Джонни не отличался здравостью рассудка, его вообще считали полоумным Все, что он умел, это водить машину и цитировать Писание, а также имел склонность к поджиганию городских мусорных ящиков. Как бы то ни было, его воспринимали как хотя и досадный, но необходимый атрибут городской жизни. Поскольку никто не рисковал доверить Мираклу свою машину, его реальные водительские способности оставались неизвестными, но зато стоило Джонни хорошенько набраться, слова Писания звенели у всех в ушах. И каждому жителю хотя бы раз в жизни доводилось тушить очередной устроенный им пожар. В свободное время Джонни иногда подметал улицы, но и в этом деле он был мастер так себе. В общем, Джонни Миракл никак не оправдывал свою фамилию. Обычно если он дотрагивался до какого-либо прибора, тот после этого наотрез отказывался работать.
— Он Анти-Миракл, — смеялась Энджи Кроуфорд. Так что, ей следовало крепко подумать, прежде чем полагаться на помощь Джонни.
Как только Джонни оказался за рулем ее фургона, машина отказалась заводиться. «Было больно, но я все равно плотно сжимала колени. Ты хотел выйти, а я старалась удержать тебя внутри хотя бы еще на полчаса». И вот тут начался шторм, который пришел, как казалось, прямо из ниоткуда (во всяком случае, так рассказывала об этом его мать), дождь полил как из ведра, и Джонни понятия не имел, что делать. Поэтому он вылез из машины и принялся громко звать на помощь. Только разве дозовешься кого-нибудь посреди Стоунхейвена весной, когда половина лавок еще не открылась для сезонной летней торговли, а половина народа уехали на заработки в соседние города Бездельники были, бездельники всегда везде есть, но они занимались тем, что у бездельников получается лучше всего, то есть просто бездельничали, пока женщина на заднем сиденье зеленого семейного фургона не начала заходиться криком.

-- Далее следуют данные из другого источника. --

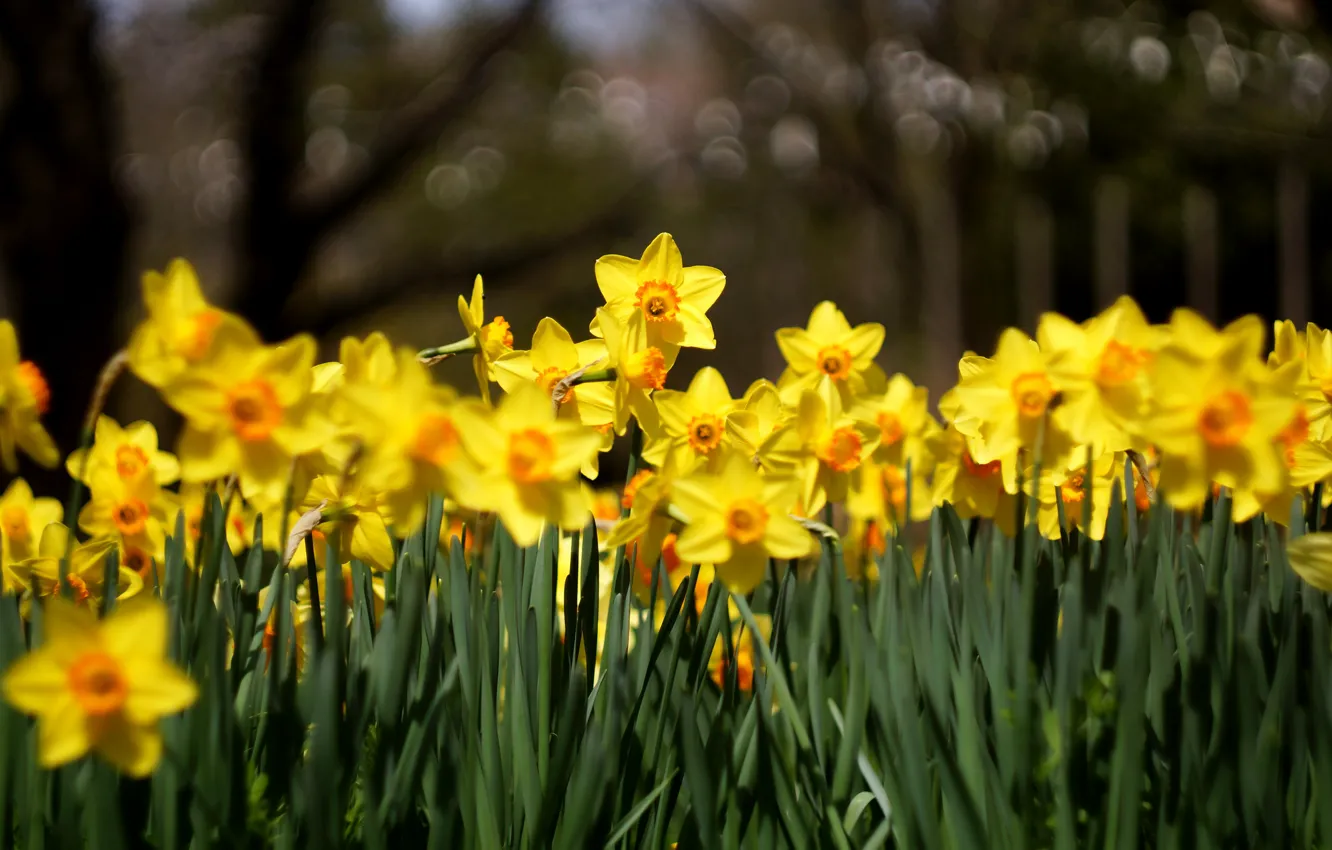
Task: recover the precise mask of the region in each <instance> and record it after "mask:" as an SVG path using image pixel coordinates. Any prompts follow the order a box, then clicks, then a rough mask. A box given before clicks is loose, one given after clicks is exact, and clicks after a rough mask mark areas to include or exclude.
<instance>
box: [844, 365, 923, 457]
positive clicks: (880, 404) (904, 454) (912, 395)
mask: <svg viewBox="0 0 1332 850" xmlns="http://www.w3.org/2000/svg"><path fill="white" fill-rule="evenodd" d="M850 414H851V416H852V417H854V418H856V420H862V421H866V422H874V424H875V425H878V426H879V445H878V448H876V449H875V450H874V457H875V460H876V461H879V462H880V464H890V465H892V466H906V465H907V462H910V464H911V472H912V473H914V474H916V476H920V477H922V478H924V477H926V476H928V474H930V462H931V460H932V457H934V456H932V454H931V453H930V450H928V449H927V448H926V441H927V440H928V438H930V437H932V436H934V434H935V433H938V432H939V422H936V421H935V418H934V417H932V416H930V389H928V388H927V386H916V385H915V384H912V382H911V378H908V377H907V376H904V374H900V373H899V374H894V376H892V377H891V378H888V381H887V388H886V389H884V392H883V393H882V394H876V396H866V397H863V398H860V400H859V401H856V404H855V405H854V406H852V408H851V410H850Z"/></svg>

И один человек пришел на помощь. С другой стороны городской площади отец Джим Лафлинг услышал призывы Джонни и крики Энджи Кроуфорд. Кто-то потом говорил, что единственный раз в жизни довелось видеть католического священника несущимся через площадь со сбившимся набок белым воротничком и в одном ботинке.
«Он был очень приятным молодым человеком, — сказала как-то Стоуни Марта Уайт, — Двадцать три года, густая темная шевелюра, мускулистое тело — он постоянно бегал трусцой, а летом еще и тренировал баскетбольную команду нашего прихода Я как-то раз видела его на пляже, когда он снял рубашку Боже мой, Стоуни, не будь я доброй баптисткой, а он добрым католиком и священником, я бы пустилась во все тяжкие!»
Отец Джим сумел успокоить Энджи Кроуфорд за несколько минут до появления на свет ребенка, испачканного кровью, утомленною прохождением по родовым каналам. Энджи пропускала по паре глотков пива каждый раз, когда боль немного стихала, и потом рассказывала сыну, что это были самые легкие роды в ее жизни. «Ничего удивительного, ведь к тому моменту, когда все завершилось, мы с тобой оба были пьяны в стельку», — смеялась она Взяв младенца на руки, молодой священник заплакал А Джонни Миракл, как говорят, задрал голову к небесам, навстречу льющимся потокам дождя, и прокричал: «Это самый кровавый ребенок, какого я когда-либо видел! Это самый кровавый чертов ребенок, какого я когда-либо видел! Я в жизни не видел столько чертовой кровищи!»